I see this as a good idea. Politics should be about vision and changing society, not boring, slow movement only when it is appropriate. I will take the opportunity to say again that Albert Reynolds had the courage to put the screws on the British Government and he was fully supported by President Clinton. If Albert Reynolds had not driven it, we would not have had a peace process.

It is useful to have a debate on political reform because we must always ask ourselves how we can do our business better. I have to agree with previous speakers that politics in this country has not worked in the past ten years. I agree with the suggestion that we are over-represented. I know people do not like to hear that, but I do believe that 166 Deputies are too many for a country our size. I commend the Minister for at least having made a start on political reform within months of entering office.

The Good Friday Agreement is an important document that was passed almost unanimously by the people, I believe the "Yes" vote was over 85% of those who voted. It set an important framework for progress and we have seen the benefits of it.

In terms of where we go from here, what the Government is proposing in its amendment is very prudent. The constitutional convention — the first such body to be established in a long time — will examine our electoral system in a root and branch fashion. If the debate on the abolition of the Seanad does nothing other than encourage discussion, it will have done enough. We are all in agreement that the Seanad has not worked in recent years. A former Senator, Leader of the House and Leader of the Opposition, now President of the Human Rights Commission, Dr. Maurice Manning, offered an interesting critique in the Chamber last week of the history of the House, dating back to the 1922 Seanad. The latter epitomised everything that was good about an Upper House in terms of the individuals concerned, the broad spectrum of opinion and the various interests represented.

The 1937 Constitution created the House we have today. As Dr. Manning observed, fantastic people have served on all sides of the House through the years, including such illustrious individuals as the late Gordon Wilson. However, the reality for this country today is that we are no longer in control of our financial sovereignty. As such, we are obliged to examine every form and aspect of society to see where savings can be made and how every element of the State can work better. It is possible to have a political and administrative system which is more efficient and less costly for citizens.

The constitutional convention will create a national conversation in which people from all walks of life can engage. Let the report be a framework for progress that will assist in dealing with the problems our country faces. We must also seek to make politics more relevant, particularly for younger people. Unfortunately, my generation and those which follow are extremely apathetic. The percentage of young people who turn out to vote is a cause of great concern. These are the future leaders of our society. I would favour an examination by the constitutional convention of all aspects of our political system, including not only the system of Seanad elections, but also the system of proportional representation using the single transferable vote, PR-STV, for Dáil elections. As part of this we should examine best international practice and look to what our European colleagues are doing.

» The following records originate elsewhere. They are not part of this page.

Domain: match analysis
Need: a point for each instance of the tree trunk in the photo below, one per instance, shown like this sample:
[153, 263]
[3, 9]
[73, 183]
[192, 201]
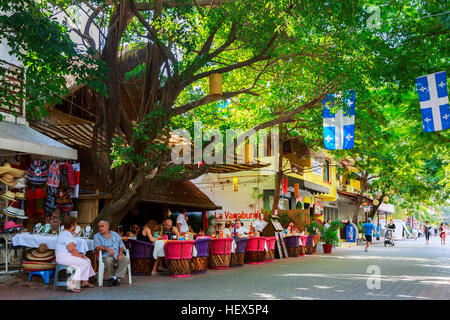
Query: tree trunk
[279, 174]
[359, 198]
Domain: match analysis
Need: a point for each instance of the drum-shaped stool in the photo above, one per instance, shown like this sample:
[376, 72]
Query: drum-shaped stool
[141, 257]
[238, 257]
[178, 255]
[199, 264]
[220, 255]
[255, 250]
[303, 245]
[269, 254]
[309, 244]
[292, 244]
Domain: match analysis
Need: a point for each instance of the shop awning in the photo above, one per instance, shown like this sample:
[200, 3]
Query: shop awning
[309, 186]
[20, 138]
[386, 208]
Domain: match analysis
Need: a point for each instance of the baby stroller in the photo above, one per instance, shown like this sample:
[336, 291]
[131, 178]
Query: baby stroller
[388, 237]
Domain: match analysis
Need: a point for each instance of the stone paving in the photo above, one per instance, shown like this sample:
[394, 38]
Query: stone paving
[409, 270]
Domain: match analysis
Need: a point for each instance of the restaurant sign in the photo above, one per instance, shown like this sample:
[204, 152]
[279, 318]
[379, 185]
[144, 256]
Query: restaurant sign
[318, 206]
[227, 215]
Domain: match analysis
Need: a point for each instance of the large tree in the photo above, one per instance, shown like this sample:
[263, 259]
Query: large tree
[310, 48]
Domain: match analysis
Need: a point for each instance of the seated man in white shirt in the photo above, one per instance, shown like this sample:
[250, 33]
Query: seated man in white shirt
[240, 230]
[182, 225]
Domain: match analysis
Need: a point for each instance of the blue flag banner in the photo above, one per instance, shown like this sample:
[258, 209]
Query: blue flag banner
[339, 127]
[222, 105]
[433, 97]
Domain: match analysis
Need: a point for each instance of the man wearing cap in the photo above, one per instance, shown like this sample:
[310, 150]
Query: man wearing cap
[112, 246]
[368, 231]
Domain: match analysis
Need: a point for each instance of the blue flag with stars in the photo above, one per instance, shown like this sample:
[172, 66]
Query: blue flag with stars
[433, 97]
[339, 127]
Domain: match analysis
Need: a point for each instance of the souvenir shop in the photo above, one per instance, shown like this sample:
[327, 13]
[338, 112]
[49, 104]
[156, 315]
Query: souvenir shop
[39, 186]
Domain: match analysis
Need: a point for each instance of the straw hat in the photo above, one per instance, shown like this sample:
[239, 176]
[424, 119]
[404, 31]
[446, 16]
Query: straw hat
[38, 265]
[42, 253]
[7, 169]
[15, 212]
[8, 179]
[11, 227]
[8, 195]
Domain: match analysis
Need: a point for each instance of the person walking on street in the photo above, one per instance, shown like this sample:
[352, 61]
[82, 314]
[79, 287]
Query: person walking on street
[368, 227]
[427, 231]
[442, 233]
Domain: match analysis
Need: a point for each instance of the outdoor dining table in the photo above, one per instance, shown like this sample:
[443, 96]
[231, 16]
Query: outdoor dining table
[158, 250]
[33, 240]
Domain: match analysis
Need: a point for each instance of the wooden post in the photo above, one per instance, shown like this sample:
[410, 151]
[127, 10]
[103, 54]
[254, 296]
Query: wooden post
[204, 221]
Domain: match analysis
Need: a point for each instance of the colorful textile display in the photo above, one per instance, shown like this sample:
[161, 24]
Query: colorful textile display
[35, 204]
[339, 127]
[433, 96]
[38, 173]
[76, 172]
[54, 175]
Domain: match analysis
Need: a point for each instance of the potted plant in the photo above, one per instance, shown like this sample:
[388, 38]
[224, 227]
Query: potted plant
[330, 237]
[310, 241]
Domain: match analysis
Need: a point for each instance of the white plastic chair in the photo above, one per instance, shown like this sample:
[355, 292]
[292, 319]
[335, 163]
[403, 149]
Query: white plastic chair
[101, 267]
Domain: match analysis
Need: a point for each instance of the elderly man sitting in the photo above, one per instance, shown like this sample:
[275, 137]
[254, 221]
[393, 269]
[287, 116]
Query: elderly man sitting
[112, 246]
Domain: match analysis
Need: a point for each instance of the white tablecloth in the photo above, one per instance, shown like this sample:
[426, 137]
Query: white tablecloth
[33, 240]
[158, 249]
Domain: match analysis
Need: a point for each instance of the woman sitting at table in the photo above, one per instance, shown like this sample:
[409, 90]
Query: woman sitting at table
[147, 232]
[68, 255]
[290, 229]
[228, 230]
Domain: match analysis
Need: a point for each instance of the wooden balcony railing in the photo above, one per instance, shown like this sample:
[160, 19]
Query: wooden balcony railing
[12, 89]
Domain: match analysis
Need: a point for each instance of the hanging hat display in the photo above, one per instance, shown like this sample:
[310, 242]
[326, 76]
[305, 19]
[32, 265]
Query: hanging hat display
[15, 213]
[8, 195]
[7, 169]
[284, 185]
[38, 172]
[11, 227]
[296, 190]
[54, 175]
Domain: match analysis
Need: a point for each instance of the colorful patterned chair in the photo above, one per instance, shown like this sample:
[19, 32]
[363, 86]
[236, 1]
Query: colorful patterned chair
[255, 250]
[178, 255]
[220, 256]
[199, 264]
[141, 257]
[238, 257]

I am confident the Government will not allow another report on reform to gather dust. The Government has already proved from the initiatives it has taken since taking office that when a report is produced, its recommendations will be implemented. We are at a crucial time in our history and entering a crucial time in our politics. The constitutional convention will frame politics for the next 100 years. We must get it right by ensuring there is full inclusiveness, with people from all aspects of society involved in the process. Let the national conversation begin with a view to attaining better politics and a far better country.

I welcome the imminent constitutional convention. It is gratifying to see the extent of the restoration of democracy at Stormont. During a recent visit there, I listened to the Minister for Education, Mr. John O'Dowd, answering questions in the Chamber. It recalled for me the hope expressed by George Mitchell that he would one day bring his son to the Visitors Gallery in Stormont and hear parliamentarians discussing not Northern Ireland's constitutional position, but education and health issues. How well that Parliament is working is a credit to the First Minister and the Deputy First Minister. It has opened up possibilities of further developments, as in the constitutional convention.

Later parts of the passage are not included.